長井坂ガイド

熊野古道 大辺路街道 長井坂

長井坂の稜線付近

長井坂は、一名長柄坂とも呼ばれ、和深川集落の奥から見老津長井谷の谷口に至る延長4.5キロメートルの大辺路街道の峠道で、国の史跡に指定されているとともに世界遺産にも登録されています。

現在の和深川の上り口は、本来はこれより下流のJR双子山トンネル口の附近ですが、線路横断を避けて、このアクセス道を設置したものです。この附近には、江戸時代からの「猪垣」がいまだにその姿をとどめています。
この坂を上りきると、やがて陸線にさしかかります。そこから見老津側の下り口までは、標高250メートル前後で、多少の起伏のある腐葉土の重なる歩きやすい平坦道が続きます。
やがて行くと右側に国道42号の道の駅「イノブータンランド」からのアクセス道と出会うことになります。

長井坂から見老津の集落と江須崎を眺望

 更に南下を続けると、右側の海上に樹木の生い茂った「沖の黒島」と「陸の黒島」の二島が姿を現しますが、面白いことにこの島は常に歩行者の右側に位置して、後方に見ることはありません。
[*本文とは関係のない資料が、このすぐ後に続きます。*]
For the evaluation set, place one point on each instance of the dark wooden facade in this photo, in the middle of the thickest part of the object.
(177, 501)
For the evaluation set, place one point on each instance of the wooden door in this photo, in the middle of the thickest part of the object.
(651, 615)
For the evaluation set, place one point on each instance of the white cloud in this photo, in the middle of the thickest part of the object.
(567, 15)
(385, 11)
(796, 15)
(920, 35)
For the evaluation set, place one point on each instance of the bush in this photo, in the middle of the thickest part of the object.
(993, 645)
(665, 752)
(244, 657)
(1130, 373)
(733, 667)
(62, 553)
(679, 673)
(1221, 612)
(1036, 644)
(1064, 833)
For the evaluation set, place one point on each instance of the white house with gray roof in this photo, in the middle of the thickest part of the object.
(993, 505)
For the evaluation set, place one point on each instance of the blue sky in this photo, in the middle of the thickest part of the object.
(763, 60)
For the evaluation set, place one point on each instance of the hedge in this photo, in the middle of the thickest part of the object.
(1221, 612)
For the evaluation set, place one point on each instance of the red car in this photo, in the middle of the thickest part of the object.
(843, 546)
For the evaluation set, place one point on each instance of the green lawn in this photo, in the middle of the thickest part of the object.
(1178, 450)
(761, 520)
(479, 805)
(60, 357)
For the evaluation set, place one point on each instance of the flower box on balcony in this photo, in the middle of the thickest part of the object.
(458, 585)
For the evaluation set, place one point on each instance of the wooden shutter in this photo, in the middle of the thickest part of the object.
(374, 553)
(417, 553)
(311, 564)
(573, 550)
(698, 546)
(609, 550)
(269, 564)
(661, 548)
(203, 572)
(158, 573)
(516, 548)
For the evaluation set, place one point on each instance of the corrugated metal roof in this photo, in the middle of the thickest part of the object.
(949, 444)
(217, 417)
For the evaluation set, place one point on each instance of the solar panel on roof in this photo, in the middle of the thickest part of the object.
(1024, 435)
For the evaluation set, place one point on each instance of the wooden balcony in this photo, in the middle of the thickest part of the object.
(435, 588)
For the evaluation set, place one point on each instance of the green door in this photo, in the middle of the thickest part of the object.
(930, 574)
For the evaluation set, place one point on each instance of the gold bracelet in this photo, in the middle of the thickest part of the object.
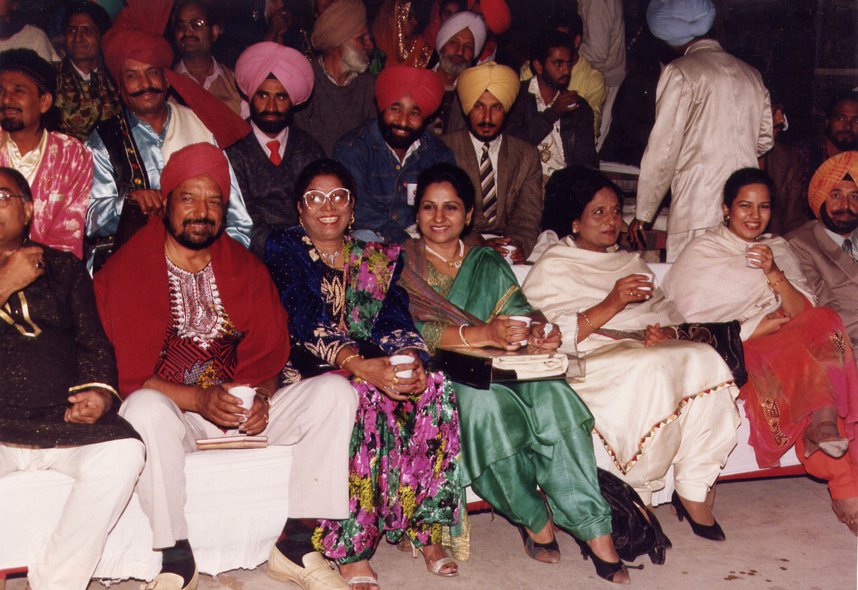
(462, 335)
(348, 358)
(586, 319)
(780, 280)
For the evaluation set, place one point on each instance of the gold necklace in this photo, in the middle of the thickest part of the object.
(456, 263)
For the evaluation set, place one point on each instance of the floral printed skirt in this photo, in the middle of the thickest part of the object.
(403, 472)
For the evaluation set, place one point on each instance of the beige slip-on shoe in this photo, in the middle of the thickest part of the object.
(316, 574)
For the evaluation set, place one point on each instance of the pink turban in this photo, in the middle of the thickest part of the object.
(832, 171)
(195, 160)
(137, 33)
(424, 86)
(290, 67)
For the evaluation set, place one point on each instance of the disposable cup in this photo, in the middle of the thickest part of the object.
(245, 394)
(402, 359)
(526, 320)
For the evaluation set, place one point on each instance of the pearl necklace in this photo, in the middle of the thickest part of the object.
(451, 263)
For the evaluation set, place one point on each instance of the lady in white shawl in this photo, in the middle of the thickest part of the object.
(656, 401)
(802, 377)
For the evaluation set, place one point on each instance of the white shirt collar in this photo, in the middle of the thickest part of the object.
(217, 71)
(264, 139)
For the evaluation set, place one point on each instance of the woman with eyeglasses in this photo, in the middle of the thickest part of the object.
(347, 313)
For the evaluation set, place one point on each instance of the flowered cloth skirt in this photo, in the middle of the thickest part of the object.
(806, 365)
(403, 472)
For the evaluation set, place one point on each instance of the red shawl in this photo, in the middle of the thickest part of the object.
(134, 304)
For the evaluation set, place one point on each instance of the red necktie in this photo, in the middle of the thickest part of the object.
(274, 148)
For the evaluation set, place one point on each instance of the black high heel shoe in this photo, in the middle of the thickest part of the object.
(607, 570)
(542, 552)
(712, 532)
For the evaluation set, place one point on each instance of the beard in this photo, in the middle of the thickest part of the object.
(843, 140)
(193, 241)
(270, 126)
(356, 61)
(451, 66)
(845, 225)
(485, 131)
(559, 84)
(398, 142)
(11, 125)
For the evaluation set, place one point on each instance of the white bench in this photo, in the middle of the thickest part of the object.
(236, 507)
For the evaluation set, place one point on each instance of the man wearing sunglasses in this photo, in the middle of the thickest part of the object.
(267, 161)
(196, 27)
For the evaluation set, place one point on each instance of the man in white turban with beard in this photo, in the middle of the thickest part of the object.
(459, 41)
(344, 89)
(712, 116)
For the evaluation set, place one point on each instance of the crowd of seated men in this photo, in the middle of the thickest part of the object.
(317, 215)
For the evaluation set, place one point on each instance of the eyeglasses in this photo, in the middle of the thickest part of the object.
(338, 197)
(6, 197)
(195, 24)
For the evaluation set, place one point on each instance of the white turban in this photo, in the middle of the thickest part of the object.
(678, 22)
(459, 22)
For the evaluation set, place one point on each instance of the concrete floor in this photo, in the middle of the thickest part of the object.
(781, 535)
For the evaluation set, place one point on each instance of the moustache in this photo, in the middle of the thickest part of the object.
(188, 222)
(150, 89)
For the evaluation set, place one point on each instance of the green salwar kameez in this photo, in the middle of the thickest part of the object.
(515, 437)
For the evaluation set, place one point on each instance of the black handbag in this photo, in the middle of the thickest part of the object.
(636, 530)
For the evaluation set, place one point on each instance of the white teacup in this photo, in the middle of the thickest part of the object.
(402, 359)
(527, 321)
(245, 394)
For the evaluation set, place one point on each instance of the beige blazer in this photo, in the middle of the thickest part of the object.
(519, 182)
(831, 273)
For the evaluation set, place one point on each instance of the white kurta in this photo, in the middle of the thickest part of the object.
(672, 403)
(713, 116)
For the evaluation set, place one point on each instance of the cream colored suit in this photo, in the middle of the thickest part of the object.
(713, 116)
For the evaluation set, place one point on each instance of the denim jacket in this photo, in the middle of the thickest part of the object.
(381, 203)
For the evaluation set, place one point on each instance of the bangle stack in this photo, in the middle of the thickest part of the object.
(586, 319)
(775, 284)
(348, 358)
(462, 335)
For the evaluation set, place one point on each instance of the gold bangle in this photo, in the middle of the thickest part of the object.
(586, 319)
(780, 280)
(348, 358)
(462, 335)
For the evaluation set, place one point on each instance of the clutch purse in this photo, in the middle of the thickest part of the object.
(232, 442)
(480, 367)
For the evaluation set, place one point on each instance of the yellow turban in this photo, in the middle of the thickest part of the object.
(500, 80)
(832, 171)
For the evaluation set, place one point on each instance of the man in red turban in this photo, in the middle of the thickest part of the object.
(130, 149)
(192, 315)
(386, 155)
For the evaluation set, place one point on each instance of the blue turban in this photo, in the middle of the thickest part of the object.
(678, 22)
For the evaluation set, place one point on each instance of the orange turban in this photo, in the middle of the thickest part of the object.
(424, 86)
(832, 171)
(195, 160)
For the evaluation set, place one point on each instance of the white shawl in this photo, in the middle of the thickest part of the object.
(711, 282)
(567, 279)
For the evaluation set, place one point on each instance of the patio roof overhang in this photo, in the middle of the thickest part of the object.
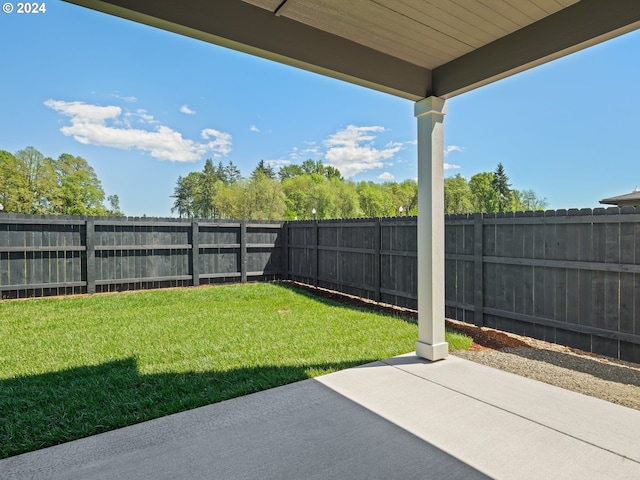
(627, 200)
(410, 48)
(422, 50)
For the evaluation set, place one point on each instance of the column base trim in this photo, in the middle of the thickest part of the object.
(439, 351)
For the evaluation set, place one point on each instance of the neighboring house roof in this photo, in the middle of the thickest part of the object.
(628, 200)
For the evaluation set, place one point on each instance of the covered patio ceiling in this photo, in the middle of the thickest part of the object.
(410, 48)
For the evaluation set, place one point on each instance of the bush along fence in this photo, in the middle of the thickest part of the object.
(569, 277)
(57, 255)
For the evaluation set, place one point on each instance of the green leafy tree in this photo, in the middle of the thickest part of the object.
(375, 200)
(9, 182)
(185, 193)
(289, 171)
(263, 169)
(457, 195)
(79, 189)
(405, 195)
(263, 199)
(527, 200)
(36, 182)
(114, 206)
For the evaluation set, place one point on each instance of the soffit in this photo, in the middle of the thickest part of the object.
(410, 48)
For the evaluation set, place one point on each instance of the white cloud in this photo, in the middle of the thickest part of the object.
(278, 163)
(185, 109)
(352, 150)
(98, 125)
(452, 148)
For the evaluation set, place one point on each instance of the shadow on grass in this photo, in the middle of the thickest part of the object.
(44, 410)
(336, 299)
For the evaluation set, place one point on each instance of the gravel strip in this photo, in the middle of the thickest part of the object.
(607, 379)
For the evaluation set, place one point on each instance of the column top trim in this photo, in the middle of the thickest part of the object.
(430, 106)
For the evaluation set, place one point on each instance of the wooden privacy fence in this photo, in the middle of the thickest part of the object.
(569, 277)
(53, 255)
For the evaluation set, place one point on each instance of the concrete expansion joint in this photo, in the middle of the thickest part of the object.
(506, 410)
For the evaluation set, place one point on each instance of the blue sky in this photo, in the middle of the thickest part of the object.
(144, 106)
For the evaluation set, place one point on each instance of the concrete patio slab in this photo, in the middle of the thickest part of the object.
(399, 418)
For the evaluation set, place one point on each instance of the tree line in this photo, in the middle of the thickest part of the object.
(314, 190)
(34, 184)
(488, 192)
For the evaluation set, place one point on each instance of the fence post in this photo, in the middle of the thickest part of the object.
(195, 253)
(285, 251)
(90, 257)
(376, 259)
(243, 251)
(316, 260)
(478, 294)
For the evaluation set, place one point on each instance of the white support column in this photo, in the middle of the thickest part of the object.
(431, 343)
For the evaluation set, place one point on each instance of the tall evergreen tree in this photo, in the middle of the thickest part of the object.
(500, 184)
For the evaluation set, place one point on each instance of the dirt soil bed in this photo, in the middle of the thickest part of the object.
(601, 377)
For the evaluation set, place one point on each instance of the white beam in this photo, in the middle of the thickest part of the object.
(431, 341)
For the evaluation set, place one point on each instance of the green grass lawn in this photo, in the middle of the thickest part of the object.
(72, 367)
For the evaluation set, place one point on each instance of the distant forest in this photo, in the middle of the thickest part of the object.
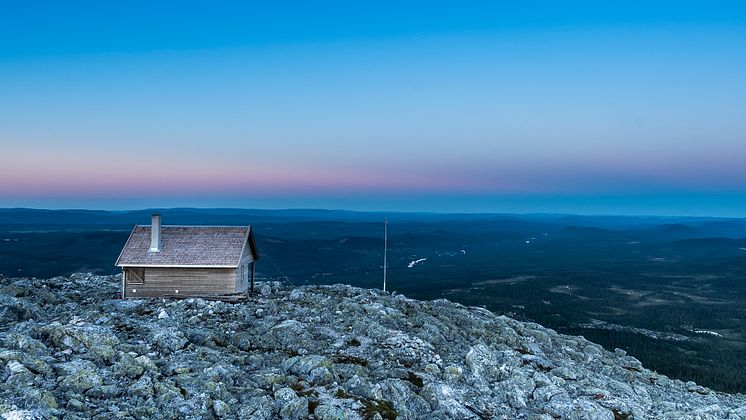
(669, 291)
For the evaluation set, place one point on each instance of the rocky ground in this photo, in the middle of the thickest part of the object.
(68, 349)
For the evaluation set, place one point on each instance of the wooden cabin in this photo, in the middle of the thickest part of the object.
(187, 261)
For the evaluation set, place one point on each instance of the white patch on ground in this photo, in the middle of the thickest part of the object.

おそらく黒島は、「扇の要」に当たり、古道は「扇の半円部」に当たっているのでしょう。
やがて前方には見老津戎島・江住江須崎・里野三崎が海に向かって突き出し、その南方はるかに潮岬を眺望することができます。古今の文人墨客がこぞって絶賛した、まさに無双の絶景です。

段築

 古道の途中には、二箇所にわたって「段築」が構築されています。段築は、分水領となる丘陵部を土手状に整形し、古道平面のレベルを一定に保ち、降水による土砂の流出を防いで通行をスムーズにしたものと考えられますが、官道としての古道の構築や管理維持上からみて、極めて重要な事例とみられます。

やがて見老津側の下り口に達すると、そこからは急傾斜の下り道で、中途に「茶屋の段」があり、今は電話中継アンテナが建っています。ここには江戸時代からの石の道標が建っていて、「みぎハやまみち、ひだりハくまのみち」(右は山路、左は熊野路)と刻まれています。

道分け石
かつて道標のの近くには「弁当掛け松」といわれる松の大木がありました。
昔の周参見の人は、正月の初午の日に潮岬神社に厄除け祈願参詣をする風習がありました。当日は早朝周参見を発ってここまで来ると、弁当やお茶をこの松の木に掛けて潮岬に向かいました。これより先は「水絶ち、食い絶ち」の願かけである。無事参詣を済ませ帰路を急ぐが、だんだんと飢えと渇きがきつくなり、里野に辿り着いた頃は歩くのもやっとの思いであったといいます。それかあらぬか、里野には今でも「かつえ坂」という場所が残っています。やっとこの「茶屋の段」に到着して弁当をおろし、茶と食にありついた喜びは、まことに厄除け祈願は満願成就の感であったことでしょう。

これより県道のアスファルト道を通らず、さらに山中の古道の急傾斜を下りきると、見老津の長井谷口の線路踏切りに達し、長井坂は終わります。